Раньше мне уже приходилось пару раз возвращаться в город после комендантского часа. В деревнях цены на продукты для пани Диамант были ниже, чем в городских магазинах. Тогда я ночевала где-нибудь в поле, ожидая, когда поднимется солнце и можно будет без опаски ходить по городским улицам. Но на этот раз до рассвета было еще очень далеко, а Хелена выглядела совершенно обессиленной. Она молчала, уставившись в пространство и нетвердо держась на ногах; мы вспотели на жаре, а теперь нас окутал холод. Сестренка дрожала, и я приняла решение. В последний раз, когда я возвращалась домой после комендантского часа, ни разу не наткнулась на немецкий патруль. Мы будем пробираться по боковым улочкам.
– Пойдем, Хеля. Мы уже близко. Выпьем чаю, я искупаю тебя в теплой ванне, а потом ты целую ночь будешь спать в кровати…
Она кивнула как во сне, сквозь прорехи в ветхом платьице виднелось голое тело. Я снова прикусила губу. В таком виде нельзя показываться на люди, даже если они уже спят в своих постелях. Я спряталась вместе с ней за дерево, стянула с себя платье и накинула его на нее. Она слегка встрепенулась, просовывая руки в огромные для нее рукава, пока я затягивала на ней пояс. Потом я достала из рюкзака пальто и надела его поверх белья.

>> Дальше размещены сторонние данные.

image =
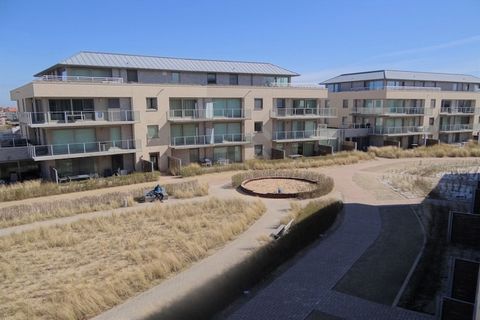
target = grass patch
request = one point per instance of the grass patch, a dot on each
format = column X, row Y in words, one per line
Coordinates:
column 323, row 184
column 340, row 158
column 78, row 270
column 37, row 188
column 436, row 151
column 44, row 210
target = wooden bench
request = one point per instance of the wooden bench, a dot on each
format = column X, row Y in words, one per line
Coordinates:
column 281, row 230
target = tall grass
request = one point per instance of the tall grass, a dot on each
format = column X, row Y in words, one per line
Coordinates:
column 341, row 158
column 435, row 151
column 37, row 188
column 78, row 270
column 44, row 210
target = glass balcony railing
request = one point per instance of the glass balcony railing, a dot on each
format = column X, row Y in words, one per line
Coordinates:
column 400, row 111
column 86, row 117
column 303, row 112
column 53, row 150
column 203, row 114
column 216, row 139
column 459, row 110
column 399, row 130
column 456, row 127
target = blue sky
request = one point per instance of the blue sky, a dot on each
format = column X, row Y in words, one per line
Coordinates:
column 318, row 39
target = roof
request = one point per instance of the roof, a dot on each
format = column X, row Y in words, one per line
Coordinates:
column 116, row 60
column 403, row 75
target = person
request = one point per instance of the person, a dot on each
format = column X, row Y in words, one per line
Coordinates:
column 158, row 192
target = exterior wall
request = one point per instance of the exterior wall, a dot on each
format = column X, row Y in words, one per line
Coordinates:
column 136, row 95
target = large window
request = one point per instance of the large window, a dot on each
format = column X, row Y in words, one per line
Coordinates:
column 211, row 78
column 132, row 75
column 152, row 104
column 152, row 132
column 233, row 79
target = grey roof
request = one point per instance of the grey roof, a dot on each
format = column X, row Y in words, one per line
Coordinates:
column 403, row 75
column 115, row 60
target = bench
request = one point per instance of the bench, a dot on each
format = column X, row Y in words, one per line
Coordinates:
column 281, row 230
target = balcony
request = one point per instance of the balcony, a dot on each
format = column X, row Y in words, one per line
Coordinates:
column 459, row 110
column 399, row 131
column 214, row 140
column 300, row 113
column 80, row 79
column 306, row 135
column 188, row 115
column 456, row 127
column 78, row 119
column 85, row 149
column 394, row 112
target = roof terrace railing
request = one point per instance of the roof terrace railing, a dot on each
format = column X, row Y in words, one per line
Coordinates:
column 80, row 79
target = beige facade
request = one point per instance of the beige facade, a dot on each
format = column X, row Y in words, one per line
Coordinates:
column 33, row 101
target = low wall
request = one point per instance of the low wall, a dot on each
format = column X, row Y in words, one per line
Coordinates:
column 213, row 297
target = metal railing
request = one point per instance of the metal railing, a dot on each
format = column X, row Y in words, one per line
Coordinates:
column 399, row 130
column 74, row 117
column 80, row 79
column 231, row 138
column 456, row 127
column 305, row 134
column 83, row 148
column 203, row 114
column 456, row 110
column 394, row 110
column 304, row 112
column 295, row 85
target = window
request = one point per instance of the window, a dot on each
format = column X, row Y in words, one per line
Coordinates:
column 258, row 126
column 113, row 103
column 233, row 79
column 211, row 78
column 258, row 150
column 151, row 103
column 258, row 103
column 152, row 132
column 175, row 77
column 132, row 75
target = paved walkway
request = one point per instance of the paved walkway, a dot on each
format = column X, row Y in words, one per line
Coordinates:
column 307, row 284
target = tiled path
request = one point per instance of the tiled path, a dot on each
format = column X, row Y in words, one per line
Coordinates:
column 308, row 284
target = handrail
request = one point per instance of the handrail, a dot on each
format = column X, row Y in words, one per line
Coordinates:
column 455, row 110
column 74, row 116
column 456, row 127
column 208, row 114
column 304, row 134
column 399, row 130
column 80, row 79
column 210, row 139
column 83, row 147
column 393, row 110
column 307, row 112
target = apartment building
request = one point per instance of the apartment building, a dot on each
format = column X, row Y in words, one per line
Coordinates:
column 405, row 108
column 99, row 113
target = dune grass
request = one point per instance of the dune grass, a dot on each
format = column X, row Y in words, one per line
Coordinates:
column 37, row 188
column 44, row 210
column 78, row 270
column 436, row 151
column 340, row 158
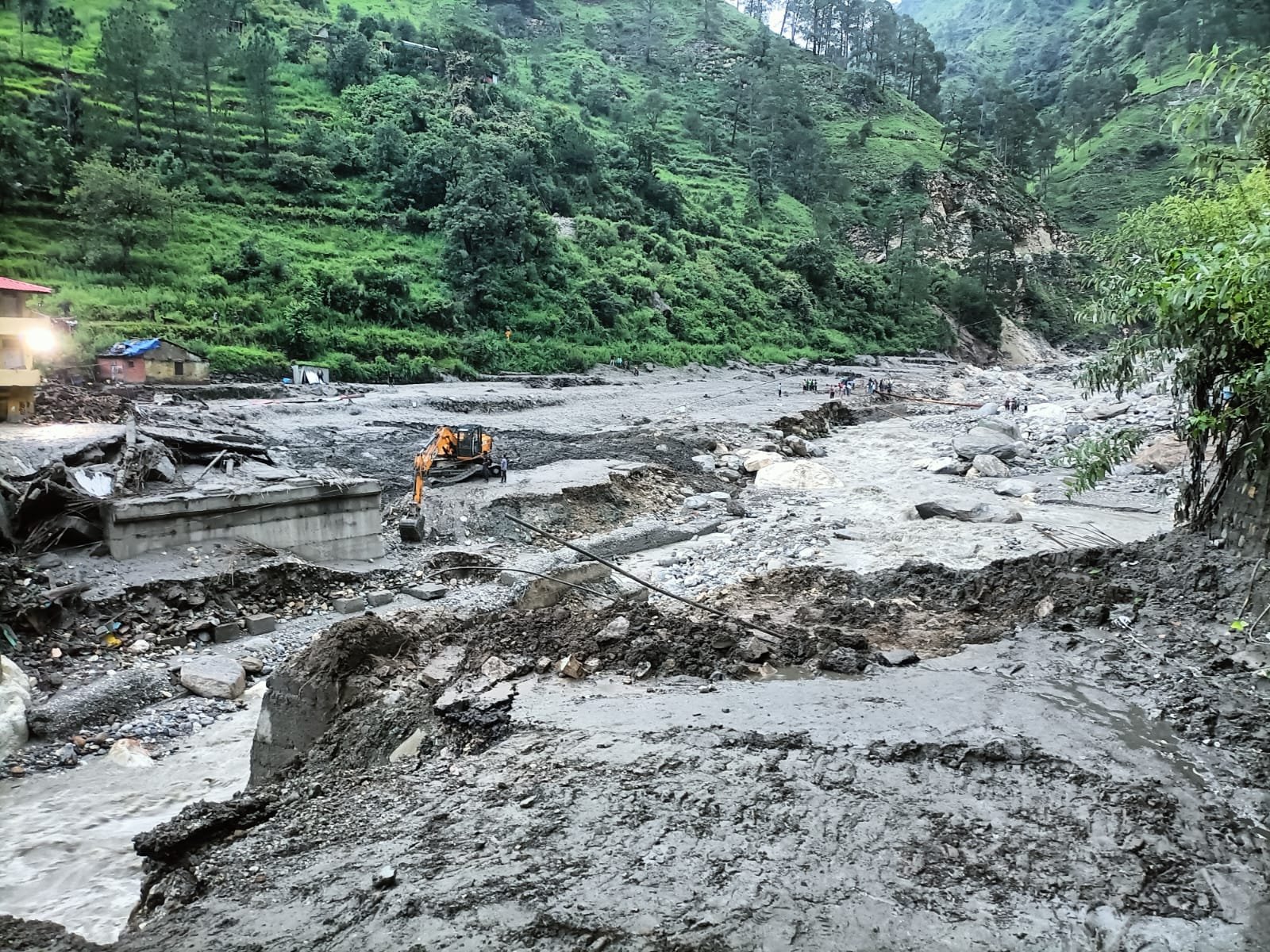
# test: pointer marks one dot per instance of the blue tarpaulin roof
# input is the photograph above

– Послушай, – сказала я ей, – никто ничего не узнает. Но ты должна идти быстро и очень тихо и делать то, что я велю, хорошо? Это такая игра. Нам надо дойти до дверей моего дома так, чтобы нас никто не заметил…
Я пошла быстрым шагом, Хелена ковыляла рядом, и так мы вошли в Перемышль. Прячась за домами, стараясь не попадать в свет фонарей, мы часто останавливались, прислушиваясь к каждому шороху и озираясь. В городе было тихо как никогда, только издалека доносился перестук колес проходившего поезда. Наконец мы подошли к улице Мицкевича. Это одна из главных улиц, и прятаться здесь было негде.
– Поторапливайся, Хеля, – шептала я, таща ее за руку. Мы огибали желтые круги света от фонарей, пробегали мимо магазинов и жилых зданий.
– Стефи, – задыхаясь, сказала Хелена, – я не могу…
– Ну давай же, – шептала я.
– Я не могу… дышать… – Хелена громко втянула в себя воздух, и этот звук разрезал тишину. Потом ее рука безвольно выскользнула из моей, и она упала лицом вниз на тротуар.
Она так и осталась лежать, не шевелясь.
Я опустилась на колени и перевернула ее лицом кверху. Она оцарапала лоб, и на ее бледном как полотно лице кровь казалась особенно яркой. Ее щеки были холодны. Так же холодны были руки. Ее грудь оставалась неподвижной. Я не могла нащупать ее пульс.
Внезапно плотину внутри меня прорвало, и нахлынувшее горе затопило меня рекой. Я потеряла их всех до одного. Всех, кого я любила. И они все ушли по моей вине.
Моя вина. Моя вина. Моя вина…
Я посмотрела на неподвижное лицо Хелены и закричала.